Rendering Multi-Human and Multi-Object with 3D Gaussian Splatting

arXiv cs.CV / 4/6/2026

📰 NewsSignals & Early TrendsIdeas & Deep AnalysisModels & Research

Key Points

  • The paper addresses “Multi-Human Multi-Object” (MHMO) rendering, aiming to reconstruct dynamic scenes with multiple interacting people and objects from sparse-view inputs for applications like robotics and VR/AR digital twins.
  • It identifies two core challenges: maintaining view-consistent representations for each instance under heavy mutual occlusion, and explicitly modeling combinatorial dependencies created by inter-instance interactions.
  • To tackle this, the authors propose MM-GS, a hierarchical framework based on 3D Gaussian Splatting with a per-instance multi-view fusion step for consistent instance representations.
  • MM-GS also introduces a scene-level instance interaction module that uses a global scene graph to reason about relationships and refine instance attributes to better capture subtle contact and interaction effects.
  • Experiments on challenging datasets show the method achieves state-of-the-art performance, improving over strong baselines with higher-fidelity details and more plausible inter-instance contacts.

Abstract

Reconstructing dynamic scenes with multiple interacting humans and objects from sparse-view inputs is a critical yet challenging task, essential for creating high-fidelity digital twins for robotics and VR/AR. This problem, which we term Multi-Human Multi-Object (MHMO) rendering, presents two significant obstacles: achieving view-consistent representations for individual instances under severe mutual occlusion, and explicitly modeling the complex and combinatorial dependencies that arise from their interactions.
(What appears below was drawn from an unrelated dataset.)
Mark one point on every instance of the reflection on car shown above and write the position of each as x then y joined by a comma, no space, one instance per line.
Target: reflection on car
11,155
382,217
To overcome these challenges, we propose MM-GS, a novel hierarchical framework built upon 3D Gaussian Splatting. Our method first employs a Per-Instance Multi-View Fusion module to establish a robust and consistent representation for each instance by aggregating visual information across all available views. Subsequently, a Scene-Level Instance Interaction module operates on a global scene graph to reason about relationships between all participants, refining their attributes to capture subtle interaction effects. Extensive experiments on challenging datasets demonstrate that our method significantly outperforms strong baselines, producing state-of-the-art results with high-fidelity details and plausible inter-instance contacts.